Посетители были пьяны и разговаривали громко, словно глухие.

Я выпил вино, не переводя дыхания, как пьют при сильной жажде воду.

— Лучшее в Ужгороде! — щелкнул языком хозяин. — Не правда ли?

Я промолчал и знаком попросил налить второй. Был налит второй и третий; я пил вино залпами и не пьянел, а испытывал только знобящую теплоту во всем теле.

— Еще? — вопрошающе, с бутылкой в руке, глядел на меня буфетчик.

— Да, еще, — кивал я.

И розоватая жидкость, вся в искорках, булькая, заполняла стакан. А я не пьянел. В голове становилось легко, просторно, и каждое слово «еще», которое я произносил, звучало вызывающе громко среди пьяного смутного говора посетителей. Один из них, стоявший ко мне спиной, неожиданно обернулся. Мутные глаза его уставились на меня.

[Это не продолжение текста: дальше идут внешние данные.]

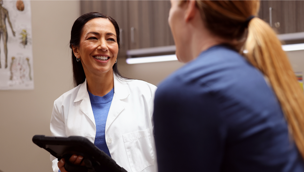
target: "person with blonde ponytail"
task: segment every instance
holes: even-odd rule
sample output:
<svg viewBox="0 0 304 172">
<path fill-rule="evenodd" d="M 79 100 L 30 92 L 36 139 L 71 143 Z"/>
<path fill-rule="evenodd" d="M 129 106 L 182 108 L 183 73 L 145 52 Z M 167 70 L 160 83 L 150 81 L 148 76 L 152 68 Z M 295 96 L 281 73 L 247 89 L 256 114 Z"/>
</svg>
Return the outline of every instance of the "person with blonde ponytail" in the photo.
<svg viewBox="0 0 304 172">
<path fill-rule="evenodd" d="M 304 94 L 259 1 L 171 1 L 186 64 L 156 93 L 159 171 L 304 171 Z"/>
</svg>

— Пане, — произнес он, с трудом выталкивая заплетающимся языком слова, — я хочу выпить с вами за то, чтобы все на свете шло к черту, вот за что… Все к черту!.. — и, мгновенно забыв обо мне, уронил голову на стойку.

— Лучшие экипажи в городе! — шепнул мне хозяин буфета, кивая на охмелевшего посетителя. — А жена сбежала с кошицким вояжером, не слыхали? Об этом говорит весь город!.. Еще стаканчик?

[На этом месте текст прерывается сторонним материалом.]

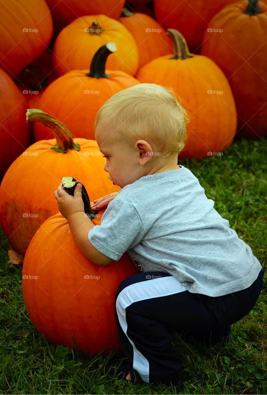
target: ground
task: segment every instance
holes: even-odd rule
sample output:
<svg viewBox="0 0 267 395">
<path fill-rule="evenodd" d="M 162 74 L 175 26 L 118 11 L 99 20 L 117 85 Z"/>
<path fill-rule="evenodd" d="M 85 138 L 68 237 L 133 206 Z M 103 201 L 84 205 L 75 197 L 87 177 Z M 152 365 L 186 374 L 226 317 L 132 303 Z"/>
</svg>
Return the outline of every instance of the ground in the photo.
<svg viewBox="0 0 267 395">
<path fill-rule="evenodd" d="M 267 139 L 237 139 L 221 156 L 181 161 L 199 180 L 214 207 L 251 247 L 266 270 Z M 266 173 L 265 173 L 266 174 Z M 21 291 L 21 269 L 7 263 L 8 242 L 0 234 L 0 393 L 6 394 L 175 394 L 173 387 L 133 386 L 108 378 L 106 359 L 52 344 L 35 329 Z M 267 275 L 254 308 L 232 325 L 232 340 L 206 349 L 177 335 L 184 359 L 181 394 L 264 394 Z M 265 372 L 265 373 L 264 372 Z"/>
</svg>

— Нет, — покачал я головой и стал расплачиваться.

Очутившись на улице, я снова почувствовал озноб.

Лицо мое горело, глазам было больно глядеть даже в темноте. Я шел в каком-то полузабытьи. Минутами сознание, как от толчка, начинало работать лихорадочно и ясно. Да, Куртинец прав, прав во всем, что он говорил. То, чего я добивался и что мечтал осуществить, было не только не нужно пану губернатору, Лещецкому, всем этим депутатам и сенаторам, не только не нужно, но и враждебно им. И Горуля понимал это. Сознание опять мутилось, и все исчезало, кроме болезненного озноба, трясшего меня.

Я не помню, как очутился у дома Лембея, как отпер калитку и вошел во флигель. Я помню только, как взял со стола зеленую папку и спокойным, размеренным движением начал вырывать из нее страницы, одну за другой. Затем так же спокойно я сунул весь этот бумажный ворох в печку и поджег его.

Синее пламя лениво поползло по одной из страниц. Смятый лист расправился, как живой, и я успел заметить, что это была первая страница вводной части записки, а когда лист расправился еще больше, мелькнула строка из сказки о ключе Миколы: «… А земля все стоит и стоит запертая». Но вот синеватый огонь лизнул эту строку и обуглил ее. Я не ощущал ни сожаления, ни раскаяния; полное безразличие овладело мною. Вдруг весь ворох занялся ярким золотистым огнем, клочки черного пепла выпали из печки, — и больше я уже ничего не помнил.